Tuesday, May 26, 2009

And the Winner Is...

Well, today I'm officially an adult- I'm 30. It's funny, because I still feel like I belong at the kids' table. I thought I'd feel grown up when I got married. Then maybe when I became a mother. Then when I was 25. I guess I'll always feel not-grown-up. But I think I'm going to enjoy this decade more than the last. If the 2o's are about "finding" yourself, then maybe I can finally start to fully embrace life with confidence now.
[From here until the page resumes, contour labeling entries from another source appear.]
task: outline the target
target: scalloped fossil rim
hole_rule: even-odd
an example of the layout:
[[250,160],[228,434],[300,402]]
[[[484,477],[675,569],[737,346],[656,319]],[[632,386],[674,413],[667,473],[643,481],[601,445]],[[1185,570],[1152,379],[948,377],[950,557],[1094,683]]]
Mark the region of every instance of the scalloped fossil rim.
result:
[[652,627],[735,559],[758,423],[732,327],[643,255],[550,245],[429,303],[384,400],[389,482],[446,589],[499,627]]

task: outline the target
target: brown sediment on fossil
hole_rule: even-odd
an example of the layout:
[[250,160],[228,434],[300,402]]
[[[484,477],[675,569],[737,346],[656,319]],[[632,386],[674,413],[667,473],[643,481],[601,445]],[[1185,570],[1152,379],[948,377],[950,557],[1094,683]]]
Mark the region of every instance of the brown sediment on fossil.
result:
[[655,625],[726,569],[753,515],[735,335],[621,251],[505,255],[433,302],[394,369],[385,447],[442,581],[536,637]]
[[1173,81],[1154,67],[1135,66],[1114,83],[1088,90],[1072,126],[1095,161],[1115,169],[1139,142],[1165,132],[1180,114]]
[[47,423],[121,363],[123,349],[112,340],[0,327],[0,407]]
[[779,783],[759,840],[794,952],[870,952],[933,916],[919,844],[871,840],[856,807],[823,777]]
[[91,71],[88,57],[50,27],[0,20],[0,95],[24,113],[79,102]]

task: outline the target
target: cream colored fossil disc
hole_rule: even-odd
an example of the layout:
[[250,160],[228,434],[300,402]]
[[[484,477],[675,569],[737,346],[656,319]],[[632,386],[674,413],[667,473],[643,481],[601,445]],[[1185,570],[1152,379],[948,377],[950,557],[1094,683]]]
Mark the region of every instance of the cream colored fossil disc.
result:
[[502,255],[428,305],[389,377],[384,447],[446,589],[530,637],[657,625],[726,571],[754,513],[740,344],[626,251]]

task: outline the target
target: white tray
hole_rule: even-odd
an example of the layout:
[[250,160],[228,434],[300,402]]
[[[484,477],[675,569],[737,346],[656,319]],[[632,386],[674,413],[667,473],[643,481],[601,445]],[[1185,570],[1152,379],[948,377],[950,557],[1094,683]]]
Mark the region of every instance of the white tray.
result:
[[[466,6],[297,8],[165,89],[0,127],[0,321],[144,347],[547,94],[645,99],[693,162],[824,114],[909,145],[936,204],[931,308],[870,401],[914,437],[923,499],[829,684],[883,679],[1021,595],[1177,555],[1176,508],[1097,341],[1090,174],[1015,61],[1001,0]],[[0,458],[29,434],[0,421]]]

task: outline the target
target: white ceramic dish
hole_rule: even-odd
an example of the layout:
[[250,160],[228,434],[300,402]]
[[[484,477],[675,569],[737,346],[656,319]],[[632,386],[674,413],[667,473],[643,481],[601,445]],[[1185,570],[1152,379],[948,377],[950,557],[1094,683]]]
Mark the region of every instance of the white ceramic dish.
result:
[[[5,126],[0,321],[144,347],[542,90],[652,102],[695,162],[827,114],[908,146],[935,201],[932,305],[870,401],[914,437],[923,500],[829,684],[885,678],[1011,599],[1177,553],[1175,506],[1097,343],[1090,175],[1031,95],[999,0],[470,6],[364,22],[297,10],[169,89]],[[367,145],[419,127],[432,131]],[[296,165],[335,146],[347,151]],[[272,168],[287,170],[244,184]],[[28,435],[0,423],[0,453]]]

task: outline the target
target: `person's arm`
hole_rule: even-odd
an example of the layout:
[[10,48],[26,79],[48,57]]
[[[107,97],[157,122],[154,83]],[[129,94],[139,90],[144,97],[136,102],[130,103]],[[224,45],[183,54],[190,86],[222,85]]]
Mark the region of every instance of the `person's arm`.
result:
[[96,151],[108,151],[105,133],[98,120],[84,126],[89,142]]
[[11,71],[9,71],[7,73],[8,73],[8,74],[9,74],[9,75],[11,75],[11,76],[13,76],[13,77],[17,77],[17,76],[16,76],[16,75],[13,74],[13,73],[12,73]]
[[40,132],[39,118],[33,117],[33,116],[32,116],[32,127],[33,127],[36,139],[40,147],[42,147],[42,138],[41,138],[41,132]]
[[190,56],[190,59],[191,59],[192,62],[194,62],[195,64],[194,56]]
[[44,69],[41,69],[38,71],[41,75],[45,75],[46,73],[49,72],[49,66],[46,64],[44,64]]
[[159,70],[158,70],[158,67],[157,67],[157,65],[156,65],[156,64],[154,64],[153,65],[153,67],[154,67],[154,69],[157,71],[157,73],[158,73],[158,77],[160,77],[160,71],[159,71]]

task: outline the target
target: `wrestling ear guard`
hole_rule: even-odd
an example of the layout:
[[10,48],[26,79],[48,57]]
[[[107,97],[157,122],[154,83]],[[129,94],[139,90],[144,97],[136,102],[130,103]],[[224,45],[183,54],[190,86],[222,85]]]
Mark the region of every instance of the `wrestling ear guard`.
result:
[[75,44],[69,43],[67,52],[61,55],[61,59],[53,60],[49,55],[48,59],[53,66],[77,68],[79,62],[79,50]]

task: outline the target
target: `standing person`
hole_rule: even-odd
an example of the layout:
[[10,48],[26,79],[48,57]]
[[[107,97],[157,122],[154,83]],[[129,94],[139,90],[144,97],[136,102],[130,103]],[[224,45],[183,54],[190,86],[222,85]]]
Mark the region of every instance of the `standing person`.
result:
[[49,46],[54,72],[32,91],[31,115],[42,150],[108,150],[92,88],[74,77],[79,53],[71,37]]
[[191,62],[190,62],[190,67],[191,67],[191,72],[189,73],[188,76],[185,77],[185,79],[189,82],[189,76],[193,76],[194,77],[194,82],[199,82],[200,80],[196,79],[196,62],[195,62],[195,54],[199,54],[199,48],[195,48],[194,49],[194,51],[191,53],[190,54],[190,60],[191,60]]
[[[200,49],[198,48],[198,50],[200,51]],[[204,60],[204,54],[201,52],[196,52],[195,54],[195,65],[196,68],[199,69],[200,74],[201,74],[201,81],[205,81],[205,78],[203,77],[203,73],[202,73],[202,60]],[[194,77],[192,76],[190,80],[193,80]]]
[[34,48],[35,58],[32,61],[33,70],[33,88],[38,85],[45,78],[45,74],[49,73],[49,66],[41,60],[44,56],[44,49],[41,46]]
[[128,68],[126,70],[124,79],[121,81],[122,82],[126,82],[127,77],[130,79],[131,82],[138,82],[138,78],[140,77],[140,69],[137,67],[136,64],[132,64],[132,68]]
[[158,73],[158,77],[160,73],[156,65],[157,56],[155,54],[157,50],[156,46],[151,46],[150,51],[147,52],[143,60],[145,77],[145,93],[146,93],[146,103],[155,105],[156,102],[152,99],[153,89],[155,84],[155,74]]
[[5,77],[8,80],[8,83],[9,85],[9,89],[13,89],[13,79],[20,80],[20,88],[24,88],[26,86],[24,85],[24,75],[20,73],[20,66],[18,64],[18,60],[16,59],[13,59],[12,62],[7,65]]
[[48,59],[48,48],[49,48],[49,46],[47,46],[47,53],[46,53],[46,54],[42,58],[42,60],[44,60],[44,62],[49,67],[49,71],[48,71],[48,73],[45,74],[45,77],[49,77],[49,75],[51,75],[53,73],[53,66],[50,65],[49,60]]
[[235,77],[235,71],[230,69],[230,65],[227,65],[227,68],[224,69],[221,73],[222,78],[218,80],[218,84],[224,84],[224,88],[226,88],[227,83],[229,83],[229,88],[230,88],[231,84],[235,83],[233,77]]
Thanks to all of you who left comments for my Birthday Giveaway! An encouraging word goes a long way, and I appreciated every one. Congratulations to the random winner- Mary from A Splendid Adventure. For the rest of you lovely ladies, please come back and chat with me some more. I really enjoy reading your blogs and hearing your stories. Everyone has a story to tell.

Thanks again, and have a great week!

Monday, May 18, 2009

Birthday Giveaway!


Since I'm turning 30 this month, I wanted to give something away. Just leave a comment on this post, and on May 26th (my birthday) I will announce the winner. For an extra entry, blog about my giveaway on your site. Be sure to let me know that you have. 

I went through my art stash and included some papers, stickers, tags, foreign stamps, copies of vintage images, some funky images, quotes, a feather, and a copy of my band's cd and sticker. I hope you'll enjoy it!


Thursday, May 14, 2009

When I Grow Up

I wonder if all children decide ahead of time who they’ll be when they grow up? I used to lie in bed at night, dreaming of a beautiful, confidant woman that laughed a lot, and was successful at everything she tried. 

I remember sitting in church, with my legs cris-crossed Indian-style on the pew, and thinking that someday I would cross my legs like a real lady. And someday, I would stop wearing my hair in a ponytail. I would actually enjoy fixing my hair, wearing makeup, and high heels. Someday I’d outgrow my shyness, my sensitivity, my shame. 

But a few years ago it hit me- I had been wrong. Here I am, all grown up, with a husband and three kids. And I still feel the same inside as I did at eight years old. I still want to curl my legs under me and hold a pillow everywhere I go and wear jeans and flip flops and a ponytail all the time. I don’t match the picture in my head of a “mom” or “wife” or “professional” anything.

I just want to hang out with people and love them and help them. I want to just be me, with no expectations. As stupid or dorky as I want to be. Or else I want to be that superwoman who is always in control and knows the answer and looks like a model and can take anything the world gives. But I can’t be both. And I hate pretending.

I haven't changed all that much. My weaknesses, habits, and quirks are all the same. And when the revelation came, I was disappointed. Disappointed in myself. I realized that as a child, I wanted to be different from who I actually was. But I can’t change who I am inside. Not the core characteristics. Sure, I can grow. I can feed my insecurities, or keep challenging them. But eight-year-old Michelle is a surprisingly accurate portrait of twenty-eight-year-old Michelle. Learning to be ok with that, even to embrace that, is my constant challenge.

I’ve spent too much of my life trying to be someone else. I keep trying to cover up my uniqueness, trying to clothe myself in others’ skin. But I’m beginning to like my differences. I’m starting to slowly reveal what I’ve hidden all these years. I’m testing the waters to see if the world ends, but of course, it keeps on going. It’s not as shocking as I expected it to be.

UPDATE: In honor of my 30th birthday coming up, I'm going to be giving away a fun mixed box of goodies. Check back for the upcoming post and pictures!

Tuesday, May 12, 2009

Kid-Friendly Decor

It's been a while, so thought I'd share a crafty decor trick I recently used. 

I have too much junk. Tons of books, endless kid movies, art projects, overflowing toy boxes... I'm constantly trying to downsize it all, but when I can't get rid of it, I've learned to organize it. And when I have no room to even organize it, I try to hide it. Or at least make it look pretty. I want my living room space to be practical- we have three kids, after all. It's their home, too. But I don't want guests to trip over the junk, so I had to find a way to quickly put it out of sight. 

Our entertainment center has all the kid movies and books on the lower shelves so that even my toddler can pick out his favorites. And that often means that the shelves look like a train wreck after he finally decides on a book. So I decided to make some curtains for the lower shelves, attached with velcro so we can reattach the curtain easily. I found a great neutral material, hemmed it and sewed it to the velcro strips. Now, everyone's happy!